Sunday (Not) in the Garden

It rained most of today so I didn't get out in the garden as planned. Yesterday, I pulled the snap peas as they had just about reached their end and I needed a spot to relocate the utterly unhappy chard. Things have not going well at all for the chard, trapped as they have been in the sprawl of Brussels sprouts. This is my first year growing sprouts and I was not sure what to expect so I did not allocate enough space for them and they've taken over, nearly smothering the chard. They are at least growing the way they're supposed to, I think, and mini cabbages are slowly forming along the stalks.


Anyway, the chard have been dug up, replanted, fertilized, and watered. Hopefully all will go well with them from now on and I will soon be inundated with chard ... but not too soon as it's begun to appear in my weekly CSA share and there's a definite limit to just how much chard I can cope with before I make some regrettable smoothies. The limit is two. Two bunches in one week. More than that and I get a little chard crazy.

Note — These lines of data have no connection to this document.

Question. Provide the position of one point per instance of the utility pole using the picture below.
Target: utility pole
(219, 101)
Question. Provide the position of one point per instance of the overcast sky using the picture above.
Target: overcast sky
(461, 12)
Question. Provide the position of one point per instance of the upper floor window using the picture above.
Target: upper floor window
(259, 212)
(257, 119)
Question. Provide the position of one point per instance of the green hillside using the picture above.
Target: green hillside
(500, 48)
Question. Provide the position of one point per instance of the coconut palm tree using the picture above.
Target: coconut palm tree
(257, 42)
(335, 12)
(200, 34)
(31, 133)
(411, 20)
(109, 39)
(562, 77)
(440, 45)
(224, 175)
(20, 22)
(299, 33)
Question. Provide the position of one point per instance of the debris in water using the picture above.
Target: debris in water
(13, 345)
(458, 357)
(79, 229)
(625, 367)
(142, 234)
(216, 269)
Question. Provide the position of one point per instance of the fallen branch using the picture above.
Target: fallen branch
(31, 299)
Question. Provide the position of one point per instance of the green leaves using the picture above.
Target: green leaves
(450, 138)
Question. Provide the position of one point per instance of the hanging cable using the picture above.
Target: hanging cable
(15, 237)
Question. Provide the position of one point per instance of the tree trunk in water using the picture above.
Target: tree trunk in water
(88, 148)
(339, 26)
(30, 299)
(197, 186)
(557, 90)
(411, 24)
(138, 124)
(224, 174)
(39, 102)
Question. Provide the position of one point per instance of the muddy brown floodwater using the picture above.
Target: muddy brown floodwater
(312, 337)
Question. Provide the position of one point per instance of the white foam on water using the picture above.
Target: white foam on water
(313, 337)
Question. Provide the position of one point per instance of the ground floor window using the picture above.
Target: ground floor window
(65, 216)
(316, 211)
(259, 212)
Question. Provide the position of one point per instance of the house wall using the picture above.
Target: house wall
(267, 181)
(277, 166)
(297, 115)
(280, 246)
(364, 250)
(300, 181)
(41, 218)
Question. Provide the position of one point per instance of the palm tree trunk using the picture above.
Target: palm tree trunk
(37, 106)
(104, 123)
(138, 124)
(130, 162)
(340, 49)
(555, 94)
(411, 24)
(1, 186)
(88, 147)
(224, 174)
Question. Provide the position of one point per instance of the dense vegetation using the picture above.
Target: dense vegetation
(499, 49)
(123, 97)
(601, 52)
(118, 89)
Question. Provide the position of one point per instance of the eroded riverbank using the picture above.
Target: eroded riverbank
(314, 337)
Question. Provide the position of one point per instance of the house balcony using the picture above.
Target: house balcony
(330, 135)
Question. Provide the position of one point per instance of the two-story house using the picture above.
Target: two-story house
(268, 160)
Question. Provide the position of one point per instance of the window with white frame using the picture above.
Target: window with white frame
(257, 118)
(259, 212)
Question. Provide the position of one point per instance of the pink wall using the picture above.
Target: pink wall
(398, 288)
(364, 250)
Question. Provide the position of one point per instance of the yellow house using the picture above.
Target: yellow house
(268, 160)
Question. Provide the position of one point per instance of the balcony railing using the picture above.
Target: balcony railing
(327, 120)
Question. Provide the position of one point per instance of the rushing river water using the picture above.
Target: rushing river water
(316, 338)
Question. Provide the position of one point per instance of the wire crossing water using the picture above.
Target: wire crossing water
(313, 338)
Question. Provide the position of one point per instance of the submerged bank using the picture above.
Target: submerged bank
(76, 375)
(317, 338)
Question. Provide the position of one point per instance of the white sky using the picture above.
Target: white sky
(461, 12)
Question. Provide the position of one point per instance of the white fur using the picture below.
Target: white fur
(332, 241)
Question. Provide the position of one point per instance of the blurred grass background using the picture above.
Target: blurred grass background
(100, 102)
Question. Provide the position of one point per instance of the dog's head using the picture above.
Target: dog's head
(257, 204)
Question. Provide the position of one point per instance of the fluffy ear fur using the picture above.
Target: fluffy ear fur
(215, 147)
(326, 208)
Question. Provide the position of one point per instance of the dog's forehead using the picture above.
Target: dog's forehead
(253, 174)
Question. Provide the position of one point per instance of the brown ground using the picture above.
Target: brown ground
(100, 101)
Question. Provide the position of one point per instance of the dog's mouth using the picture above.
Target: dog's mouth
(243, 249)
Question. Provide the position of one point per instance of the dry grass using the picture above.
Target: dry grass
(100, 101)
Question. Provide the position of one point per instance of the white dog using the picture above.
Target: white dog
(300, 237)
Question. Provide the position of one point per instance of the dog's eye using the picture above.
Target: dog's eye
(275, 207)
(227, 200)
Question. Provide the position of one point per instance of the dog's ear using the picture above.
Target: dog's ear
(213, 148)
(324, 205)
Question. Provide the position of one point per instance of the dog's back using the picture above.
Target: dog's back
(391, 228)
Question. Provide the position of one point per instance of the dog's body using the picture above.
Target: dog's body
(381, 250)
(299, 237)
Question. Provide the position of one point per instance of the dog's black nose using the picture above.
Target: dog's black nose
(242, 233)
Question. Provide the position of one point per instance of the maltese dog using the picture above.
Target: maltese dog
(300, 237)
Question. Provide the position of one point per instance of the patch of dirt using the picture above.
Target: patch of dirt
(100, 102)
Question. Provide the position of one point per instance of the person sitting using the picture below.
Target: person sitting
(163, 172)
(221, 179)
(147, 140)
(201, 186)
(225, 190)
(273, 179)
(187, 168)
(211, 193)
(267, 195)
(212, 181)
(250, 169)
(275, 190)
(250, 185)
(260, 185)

The cucumbers are in fine fiddle and are, I think, trying to put me to shame. Or actively going to war against me. "Oh, you human, you poopooed us. Dismissed us as weak and doomed to fail and yet here we are burying you in the fruits of our vines." At the moment, my crisper drawer is 70% cucumber and I have resorted to making pitchers of posh cucumber-lemon spa water.

Speaking of things I can't keep a handle on, the basil have bolted and are covered in beautiful white flowers. I feel I should be a bit cross with myself for not reining them in when I could, but they look so lovely in bloom and the bees love it. Who am I to thwart the happiness of bees?


19 July 2018

Not-Too-Creamy Coleslaw

Late last week, Dad texted me to say he'd finally made up his mind about what he'd like for Father's Day. Yes, I know Father's Day was in June and you're all scratching your heads about why I'm talking about Father's Day picnics now. Well, Dad's birthday is the week before FD so we move one or the other so he still gets two separate, special days. The same happens with Mom's birthday and Mother's Day. Anyway, he wanted to come up for a picnic of burgers and salads. Easy enough, I thought, but which salads would he like? Oh, any kind. Whatever I liked. Cook's choice.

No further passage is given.